Skip to main content
Generic search returns URLs and snippets that mean nothing five minutes later. Caesar returns handles: a stable identity for the document, the passage, the specific capture the content came from, and the search that produced it. The handles thread through the whole loop — search, read, feedback — so a citation points at content that can be verified later.

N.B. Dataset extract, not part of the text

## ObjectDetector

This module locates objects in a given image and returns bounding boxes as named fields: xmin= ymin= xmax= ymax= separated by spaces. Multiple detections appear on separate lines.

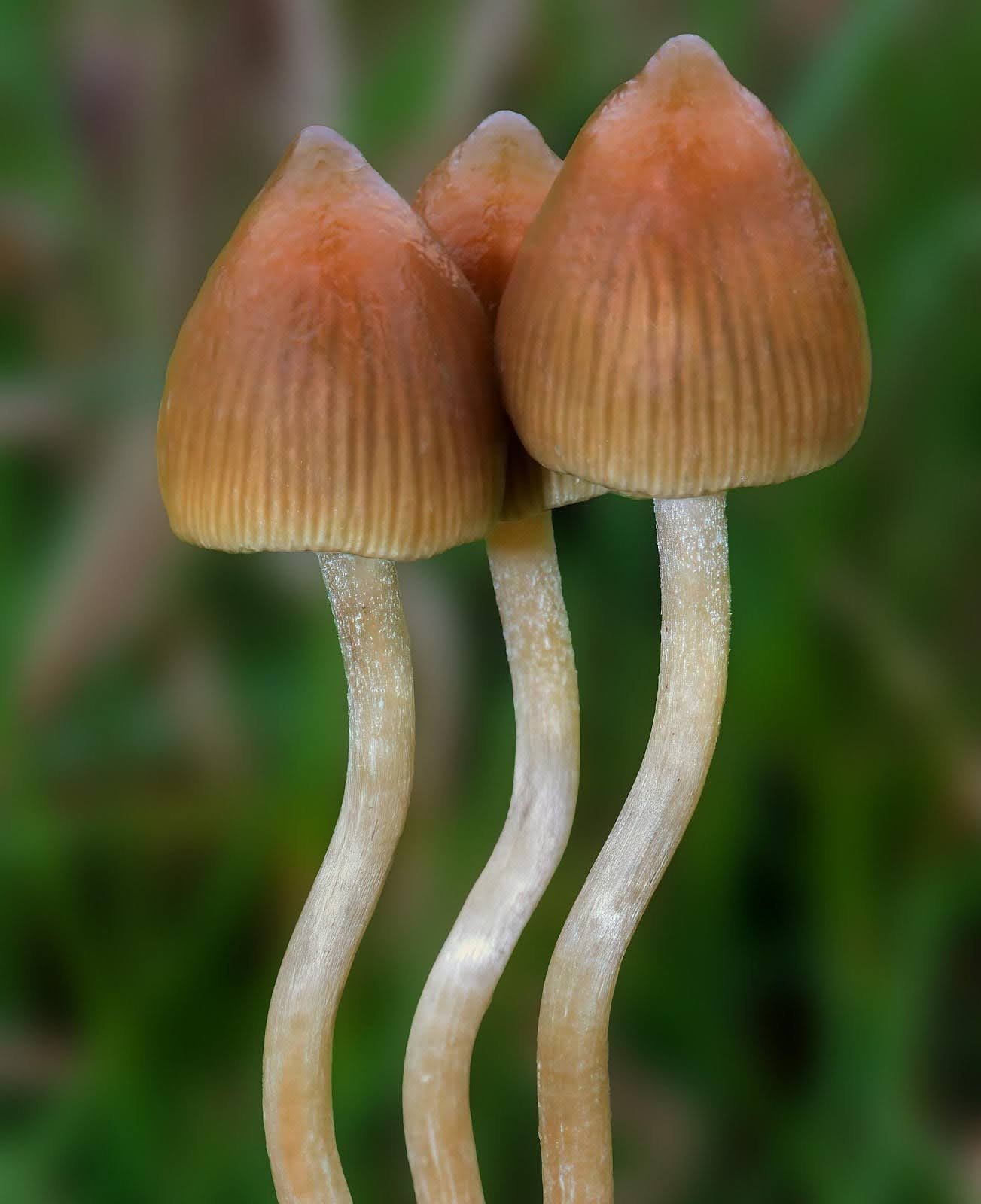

A glass orb holding layered documents, punched-card textures, botanical shadows, and orbiting provenance paths.
cURL
curl -s https://search-api-staging-779189860552.europe-west1.run.app/v1/search \
  -H "Content-Type: application/json" \
  -d '{
    "query": "linux kernel amd gpu suspend",
    "max_results": 1,
    "response": { "verbosity": "full" }
  }'
The result, trimmed and annotated:
{
  "search_id": "a7e2b9c1-3d4f-4a5b-8c6d-9e0f1a2b3c4d",  // handle for /v1/feedback
  "ranking": {
    "mode": "standard",
    "ranker_version": "reranked_v1",
    "score_scope": "response_local"                      // scores never compare across responses
  },
  "results": [
    {
      "rank": 1,                                          // response-local — never store as a fact
      "doc_id": "0c944fa8-4c8f-4f48-9b08-0fb2fd3438ec",   // stable document identity
      "canonical_url": "https://example.com/amdgpu-suspend-regression",
      "source_url": "https://example.com/amdgpu-suspend-regression?utm_source=feed",
      "title": "amdgpu: suspend regression report",
      "score": { "value": 0.87 },                         // response-local — never store as a fact
      "metadata": {
        "first_seen_at": "2026-06-12T09:58:00Z",
        "last_seen_at": "2026-06-12T09:58:00Z",
        "last_crawled_at": "2026-06-12T09:58:00Z",
        "extracted_at": "2026-06-12T09:58:00Z",
        "content_digest": "sha256:3f6e…",                 // verify content identity across reads
        "published_at": "2026-06-01T00:00:00Z"
      },
      "provenance": {                                     // only at response.verbosity "full"
        "capture_id": "c3d4e5f6-a7b8-4c9d-8e0f-1a2b3c4d5e6f",
        "capture_time": "2026-06-12T09:58:00Z"
      },
      "passages": [
        {
          "passage_id": "d4e5f6a7-b8c9-4d0e-9f1a-2b3c4d5e6f70",
          "doc_id": "0c944fa8-4c8f-4f48-9b08-0fb2fd3438ec",
          "ordinal": 1,
          "text": "Suspend works on 6.9 but resume fails…"
        }
      ]
    }
  ]
}

The handles

All identifiers are plain UUIDs. The content handles — doc_id, capture_id, and passage_id — are derived deterministically, so the same input produces the same handle. search_id and request_id are minted fresh for every response.
HandleIdentifiesDerivation and stability
doc_idThe canonical documentDerived from canonical_url. The same document keeps the same doc_id across searches and recrawls.
capture_idOne specific capture of the documentDerived from the capture source, a UTC day bucket, and the retrieval request. A re-fetch on a new day is a new capture with a new capture_id.
passage_idOne passage in the latest captureDerived from doc_id, capture_id, ordinal, and a hash of the passage text. It changes when the content changes or a newer capture replaces the old one — a latest-capture handle, not an eternal one.
search_idOne /v1/search responseThe handle /v1/feedback uses to attribute an event to a ranked result set.
request_idOne HTTP requestFor debugging and support; appears on every response, including errors.

Stable vs. response-local

Identity is stable; ranking is not. Treat them differently:
  • Safe to store and cite: doc_id, canonical_url, capture_id, capture_time, passage_id (valid until the content changes), content_digest, and search_id (for feedback).
  • Never store as facts: rank and score.value. The ranking.score_scope field is always "response_local" — scores compare results within one response only, never across responses, modes, or ranker versions. score is present only when the second-stage reranker scored the result; in fast mode it is absent.
Replayed searches may be served from cache. Deterministic ordering, stable scores, and identical search_id values across repeated identical queries are not guaranteed. If you need to refer back to a specific result set, keep the search_id from the response you actually received.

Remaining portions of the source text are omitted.